Obviously, anyone brown skinned (Muslim or not) knows how hard it was after September 11, 2001 or in the midst of the Park51 controversy. Xenophobia was out of control. And every anniversary of September 11 brings it back in a 24-hour free-for-all of ignorant vitriol spewed by Pamela-Gellar-types. If you are brown, you duck and cover or hang plastic American flags all over.
However, there are Muslims who are white. And any lighter-skinned Muslim women who veiled in the past few years know that life was not much easier for them. Sometimes, it was harder – like for my half-European-half-Pakistani friend who was stopped and questioned for hours in the airport about whether her husband forced her to convert. I also have white women friends who cover who are not Muslim. Being white and wearing a burqa is not the same as being white and wearing blackface. Mainly, because many Muslims believe that the burqa is a cultural tradition not a religious obligation, therefore it’s not an integral part of being a Muslim woman.
The idea behind the #DieselReboot campaign is that today we are all slashers – Accountant/Musician, Coffee shop worker/Instagram star, Bank teller/Director, Insurance salesperson/travel writer – we have multiple identities and multiple lives. The economy has made it impossible to be survive as an artist, but social media has freed us to express and explore our talents in ways we never realized were possible.
All of a sudden, you can’t judge anyone by what they look like. #DieselReboot asks people to come out and expose their creativity on tumblr, vine, twitter and instagram. Nicola chose some of the most interesting work and paid to feature it in The New York Times, giving underground creatives mainstream recognition. For the #DieselReboot Teaser or pre-campaign, Nicola Formichetti made a series of “uniforms” in Diesel denim. There was a pope’s robe, a soldier’s uniform, a strait jacket, a torture victim, a gang member or graffiti artist’s gear and, of course, the burqa.

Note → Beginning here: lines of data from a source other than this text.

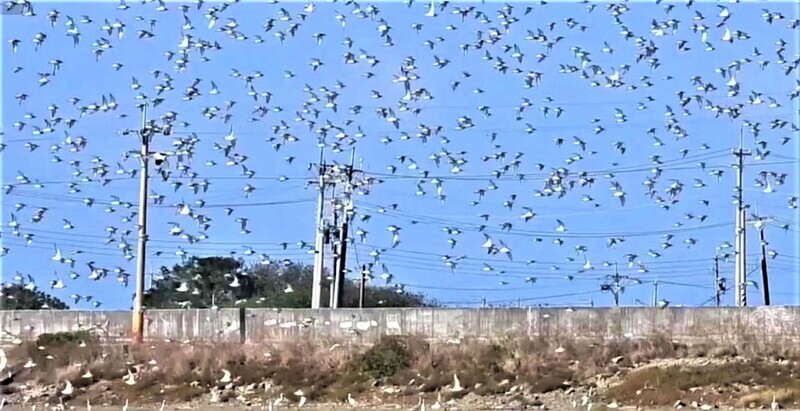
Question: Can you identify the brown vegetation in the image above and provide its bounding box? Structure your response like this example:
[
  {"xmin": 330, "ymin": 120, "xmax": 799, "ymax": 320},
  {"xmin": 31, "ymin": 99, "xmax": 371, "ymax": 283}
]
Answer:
[{"xmin": 9, "ymin": 333, "xmax": 800, "ymax": 406}]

The models, who are all social media personalities, chose the identity they wanted to experiment with. A girl (known as "boychild" is not Catholic) wore the pope’s robes, a creative dressed like a gang member, and so on. (I should add that the “pope” images were projected on building in Rome to no major fanfare).

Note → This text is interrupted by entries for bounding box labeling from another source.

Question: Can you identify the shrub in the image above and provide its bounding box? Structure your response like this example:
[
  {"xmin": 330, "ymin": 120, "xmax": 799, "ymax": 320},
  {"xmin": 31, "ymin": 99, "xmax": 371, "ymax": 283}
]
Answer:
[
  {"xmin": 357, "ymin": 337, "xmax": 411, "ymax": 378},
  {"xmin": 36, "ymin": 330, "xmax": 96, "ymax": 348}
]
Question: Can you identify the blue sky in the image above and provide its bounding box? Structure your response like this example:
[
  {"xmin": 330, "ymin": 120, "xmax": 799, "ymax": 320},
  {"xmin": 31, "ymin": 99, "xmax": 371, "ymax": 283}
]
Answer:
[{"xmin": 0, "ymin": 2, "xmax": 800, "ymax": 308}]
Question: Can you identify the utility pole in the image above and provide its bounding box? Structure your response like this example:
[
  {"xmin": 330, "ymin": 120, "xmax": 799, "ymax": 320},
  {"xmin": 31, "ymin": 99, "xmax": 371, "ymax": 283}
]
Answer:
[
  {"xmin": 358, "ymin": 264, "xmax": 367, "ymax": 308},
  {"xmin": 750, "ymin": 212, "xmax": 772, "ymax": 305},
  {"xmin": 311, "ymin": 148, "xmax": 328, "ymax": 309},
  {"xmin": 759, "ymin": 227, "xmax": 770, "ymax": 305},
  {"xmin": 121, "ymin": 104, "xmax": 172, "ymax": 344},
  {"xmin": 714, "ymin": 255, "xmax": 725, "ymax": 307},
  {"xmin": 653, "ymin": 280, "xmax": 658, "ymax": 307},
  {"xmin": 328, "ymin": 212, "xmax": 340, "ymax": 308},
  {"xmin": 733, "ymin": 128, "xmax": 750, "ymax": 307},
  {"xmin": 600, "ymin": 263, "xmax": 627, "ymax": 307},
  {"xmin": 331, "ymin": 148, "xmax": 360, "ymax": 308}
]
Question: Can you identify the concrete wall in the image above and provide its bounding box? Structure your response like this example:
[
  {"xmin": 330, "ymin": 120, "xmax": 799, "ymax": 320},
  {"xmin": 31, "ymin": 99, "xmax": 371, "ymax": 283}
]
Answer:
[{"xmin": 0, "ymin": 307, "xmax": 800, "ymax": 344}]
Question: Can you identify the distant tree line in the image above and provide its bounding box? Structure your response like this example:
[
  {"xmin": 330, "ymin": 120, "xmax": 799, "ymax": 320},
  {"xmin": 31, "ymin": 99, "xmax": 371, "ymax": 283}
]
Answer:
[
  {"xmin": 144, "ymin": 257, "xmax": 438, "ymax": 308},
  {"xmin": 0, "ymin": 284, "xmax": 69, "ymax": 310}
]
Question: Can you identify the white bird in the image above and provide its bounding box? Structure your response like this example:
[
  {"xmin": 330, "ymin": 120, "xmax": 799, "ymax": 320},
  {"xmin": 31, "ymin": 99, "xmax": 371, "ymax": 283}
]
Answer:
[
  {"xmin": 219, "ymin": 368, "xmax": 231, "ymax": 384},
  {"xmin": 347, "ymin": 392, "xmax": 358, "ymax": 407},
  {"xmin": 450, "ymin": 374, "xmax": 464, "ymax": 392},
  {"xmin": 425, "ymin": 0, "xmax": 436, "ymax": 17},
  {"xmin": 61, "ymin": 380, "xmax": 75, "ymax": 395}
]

Each image asks you to question what you believe about what you see. Instead of seeing a woman in a burqa as someone oppressed or even Muslim – there is a woman who is wearing it by choice (like lots of women who cover), who is self-possessed and who has a powerful inner life. Instead of denigrating women who cover by choice, she is wearing it in solidarity and showing that they are no less by making that choice. As Nicola said, “This is a woman owning her burqa. She’s transforming what some people see as a symbol of oppression, religion or tradition, into a symbol of empowerment, solidarity and beauty. “
The fascination with hidden faces started long ago. There are the masked balls of Venice, there are the masks worn for BDSM games, European princesses and every day brides wore veils that hid their faces. It’s not just “Eastern Promise,” with the veil, it’s our human attraction to the half-known, the imagined, the excitement about a conceal and reveal.
Nicola Formichetti isn’t the first fashion person to have been inspired by ritual clothing and uniforms and the way in which wearing them changes our senses of self. Every few years, there is an interest in nuns and monks.
Jean-Paul Gaultier experimented with the clothes of the Hasidic Jews in 1993, and burqas have been done all over Paris, while Hussein Chalyan cut them to the knees. and of course, there are the famous Alexander McQueen chadors at the Met.
Currently, a photographer, Andrea Stern, has created a collection of children in religious schools, teams, squads, recording the way in which we create ourselves.
And that’s what fashion – or clothing in general - is really about, isn’t it? Very few people wear it just to stave off the elements. We express and explore our identities. We customize. Look at schoolchildren in uniforms. We wear our hearts on our sleeves. But whatever we do, we should never reduce anyone to what we believe they appear to be. We are so much more than the sum of our parts.